I am studying calculus of variations, and I see functions of this sort quite a bit: $$F(x,y,\dot{y})$$ Why is $\dot{y}$ mentioned in these functions? Is it incomplete to simply state that $F(x,y,\frac{dy}{dx})$ is equivalent to some $G(x,y)$?
Also, let's say I introduce a variable $\bar{y}$, such that $$\bar{y}(x) = y(x) + \epsilon \eta (x)$$ for some $\epsilon \in \mathbb{R}$ and $\eta$ is some arbitrary function of $x$ And decide to differentiate $F(x,\bar{y},\frac{d\bar{y}}{dx})$ wrt $\epsilon$. I expected something like this from the chain rule: $$\frac{dF}{d\epsilon} = \frac{dF}{dx} \frac{dx}{d\epsilon} + \frac{dF}{d\bar{y}} \frac{d\bar{y}}{dx} \frac{dx}{d\epsilon} + \frac{dF}{d\bar{y}'} \frac{d\bar{y}'}{dx} \frac{dx}{d\epsilon}$$ However, from this video: https://www.youtube.com/watch?v=sFqp2lCEvwM&list=PLdgVBOaXkb9CD8igcUr9Fmn5WXLpE8ZE_&index=2 at 4:46, you can see that $$\frac{dF}{d\epsilon} = \frac{dF}{d\bar{y}} \frac{d\bar{y}}{d\epsilon} + \frac{dF}{d\bar{y}'} \frac{d\bar{y}'}{d\epsilon}$$.

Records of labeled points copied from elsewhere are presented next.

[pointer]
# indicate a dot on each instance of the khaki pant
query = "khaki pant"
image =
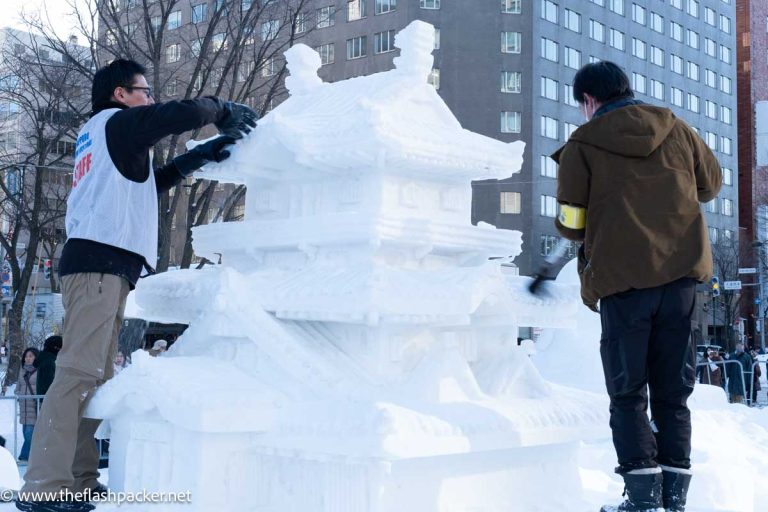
(64, 453)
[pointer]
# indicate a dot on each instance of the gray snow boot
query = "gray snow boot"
(642, 487)
(675, 488)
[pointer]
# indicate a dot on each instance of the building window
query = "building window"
(384, 42)
(434, 78)
(727, 176)
(174, 20)
(549, 49)
(693, 103)
(326, 16)
(725, 146)
(549, 127)
(568, 129)
(597, 31)
(710, 47)
(711, 140)
(677, 97)
(572, 58)
(270, 29)
(511, 42)
(692, 39)
(357, 47)
(617, 39)
(199, 13)
(568, 96)
(676, 31)
(657, 56)
(725, 24)
(693, 8)
(572, 20)
(710, 17)
(510, 203)
(511, 81)
(638, 48)
(355, 10)
(548, 167)
(725, 84)
(725, 114)
(657, 22)
(693, 71)
(657, 89)
(173, 53)
(549, 11)
(725, 54)
(384, 6)
(726, 207)
(710, 109)
(511, 6)
(327, 53)
(510, 122)
(549, 88)
(548, 206)
(639, 83)
(710, 78)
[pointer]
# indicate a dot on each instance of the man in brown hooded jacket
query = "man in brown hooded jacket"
(630, 184)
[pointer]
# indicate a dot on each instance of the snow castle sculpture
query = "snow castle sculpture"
(356, 351)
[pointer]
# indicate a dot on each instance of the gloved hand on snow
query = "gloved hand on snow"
(212, 151)
(238, 120)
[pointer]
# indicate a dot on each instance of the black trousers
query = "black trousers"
(647, 351)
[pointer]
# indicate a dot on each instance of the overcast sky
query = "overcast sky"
(57, 10)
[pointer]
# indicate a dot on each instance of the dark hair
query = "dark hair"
(29, 349)
(119, 73)
(605, 81)
(53, 344)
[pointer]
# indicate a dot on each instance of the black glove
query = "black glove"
(212, 151)
(238, 119)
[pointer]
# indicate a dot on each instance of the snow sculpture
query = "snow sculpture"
(356, 351)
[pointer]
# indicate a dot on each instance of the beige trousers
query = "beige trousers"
(64, 453)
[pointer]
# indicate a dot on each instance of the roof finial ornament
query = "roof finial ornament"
(416, 43)
(303, 63)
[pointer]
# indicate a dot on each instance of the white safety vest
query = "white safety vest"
(103, 205)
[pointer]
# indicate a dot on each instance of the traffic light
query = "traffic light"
(715, 287)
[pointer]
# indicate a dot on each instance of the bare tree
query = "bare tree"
(45, 93)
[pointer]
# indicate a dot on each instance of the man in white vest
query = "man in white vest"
(111, 225)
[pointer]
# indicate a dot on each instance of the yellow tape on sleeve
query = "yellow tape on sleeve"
(573, 217)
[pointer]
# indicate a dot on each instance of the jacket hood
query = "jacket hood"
(632, 131)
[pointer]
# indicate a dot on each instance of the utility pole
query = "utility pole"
(760, 310)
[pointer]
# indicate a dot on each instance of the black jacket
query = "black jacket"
(131, 134)
(46, 368)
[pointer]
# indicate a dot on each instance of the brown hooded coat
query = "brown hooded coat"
(641, 173)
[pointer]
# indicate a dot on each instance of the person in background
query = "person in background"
(27, 385)
(121, 361)
(158, 348)
(111, 224)
(735, 372)
(630, 186)
(46, 363)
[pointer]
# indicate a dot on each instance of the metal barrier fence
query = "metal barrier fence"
(747, 379)
(13, 446)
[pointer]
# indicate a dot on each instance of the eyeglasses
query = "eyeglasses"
(147, 90)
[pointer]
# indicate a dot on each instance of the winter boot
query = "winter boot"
(642, 487)
(675, 488)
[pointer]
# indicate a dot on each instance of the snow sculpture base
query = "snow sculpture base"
(357, 351)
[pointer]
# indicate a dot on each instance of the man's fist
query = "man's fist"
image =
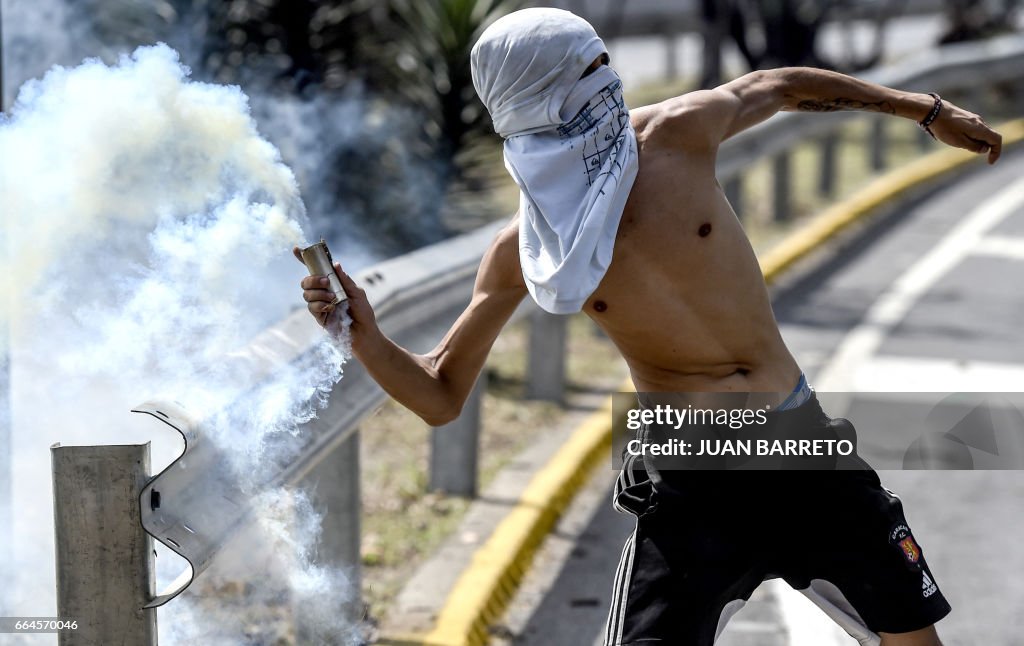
(962, 129)
(316, 293)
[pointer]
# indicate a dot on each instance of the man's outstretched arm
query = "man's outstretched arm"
(736, 105)
(434, 385)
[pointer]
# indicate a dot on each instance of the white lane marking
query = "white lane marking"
(1011, 247)
(903, 374)
(805, 623)
(894, 304)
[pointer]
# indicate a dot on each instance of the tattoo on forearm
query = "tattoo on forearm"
(836, 104)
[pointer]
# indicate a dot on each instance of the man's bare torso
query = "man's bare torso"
(684, 299)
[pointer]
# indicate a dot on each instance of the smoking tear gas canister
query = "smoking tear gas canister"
(318, 261)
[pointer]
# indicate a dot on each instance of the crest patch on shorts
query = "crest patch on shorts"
(900, 536)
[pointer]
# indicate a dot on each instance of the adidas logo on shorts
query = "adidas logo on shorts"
(928, 587)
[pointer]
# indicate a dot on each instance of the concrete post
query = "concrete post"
(546, 362)
(6, 465)
(780, 186)
(879, 144)
(734, 192)
(826, 178)
(103, 557)
(455, 446)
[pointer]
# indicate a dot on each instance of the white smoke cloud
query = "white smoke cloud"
(146, 230)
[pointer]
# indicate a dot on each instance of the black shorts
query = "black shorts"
(706, 540)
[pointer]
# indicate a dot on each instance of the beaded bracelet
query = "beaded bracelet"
(932, 116)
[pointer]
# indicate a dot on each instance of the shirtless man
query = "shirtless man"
(684, 300)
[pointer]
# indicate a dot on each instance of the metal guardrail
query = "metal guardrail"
(418, 296)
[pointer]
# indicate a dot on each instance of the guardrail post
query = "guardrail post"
(335, 491)
(454, 447)
(780, 186)
(103, 556)
(879, 144)
(671, 52)
(734, 192)
(826, 178)
(546, 362)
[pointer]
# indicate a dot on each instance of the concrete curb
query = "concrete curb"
(484, 589)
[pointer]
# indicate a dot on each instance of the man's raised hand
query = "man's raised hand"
(962, 129)
(316, 293)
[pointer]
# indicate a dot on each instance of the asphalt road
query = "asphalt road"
(929, 300)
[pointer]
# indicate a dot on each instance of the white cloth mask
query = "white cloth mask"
(568, 144)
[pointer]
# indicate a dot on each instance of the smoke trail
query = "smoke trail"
(147, 229)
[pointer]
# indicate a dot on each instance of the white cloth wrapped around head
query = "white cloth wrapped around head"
(568, 144)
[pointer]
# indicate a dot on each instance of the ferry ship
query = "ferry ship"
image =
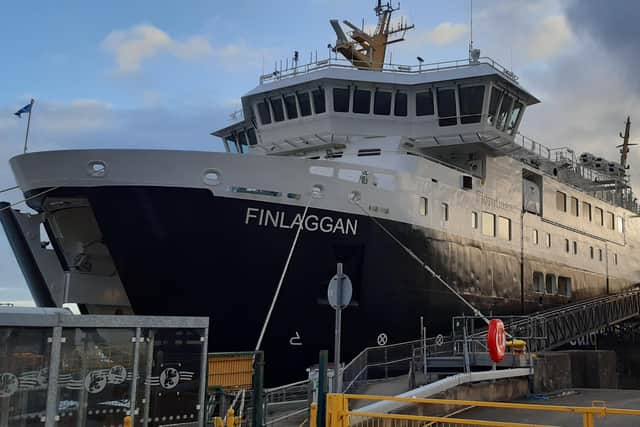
(384, 168)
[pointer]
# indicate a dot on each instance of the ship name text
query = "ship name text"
(279, 219)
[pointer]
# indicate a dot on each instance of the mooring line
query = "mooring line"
(423, 264)
(284, 273)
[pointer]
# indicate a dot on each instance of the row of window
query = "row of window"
(549, 284)
(237, 142)
(294, 105)
(570, 246)
(454, 105)
(493, 225)
(597, 215)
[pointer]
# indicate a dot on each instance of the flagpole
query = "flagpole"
(26, 137)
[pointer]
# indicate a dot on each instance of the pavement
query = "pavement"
(624, 399)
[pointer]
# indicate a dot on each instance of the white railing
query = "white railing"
(336, 62)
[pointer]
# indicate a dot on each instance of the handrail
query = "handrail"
(339, 413)
(335, 62)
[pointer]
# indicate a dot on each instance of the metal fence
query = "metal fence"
(61, 369)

Of course, in the video they are deriving the Euler-Lagrange equation, so $x$ does not depend on $\epsilon$ and gets cancelled, but the other terms survive.
What am I missing here?
Why is $\dot{y}$ is mentioned in these functions? Is it incomplete to simply state that $F\left(x,y,\frac{dy}{dx} \right)$ is equivalent to some $G(x,y)$?
$F(x,y,\dot{y})$ is a function of $3$ variables. These variables are independent. We use this function as a functional that depends on variable $x$, function $y$ and its first derivative. Notation can be a little bit misleading (we just denote the third variable as $\dot{y}$). So it is not equivalent to some function $G(x,y)$, because we're considering arguments $y$ and $\dot{y}$ as independent (even though eventually third argument $\dot{y}$ appears to be first derivative of $y$).
Regarding your second questing, as already has been pointed in comments, $x$ does not depend on $\varepsilon$, so applying chain rule you get $$ \frac{dF}{d\epsilon} = \frac{dF}{d\bar{y}} \frac{d\bar{y}}{d\epsilon} + \frac{dF}{d\bar{y}'} \frac{d\bar{y}'}{d\epsilon}. $$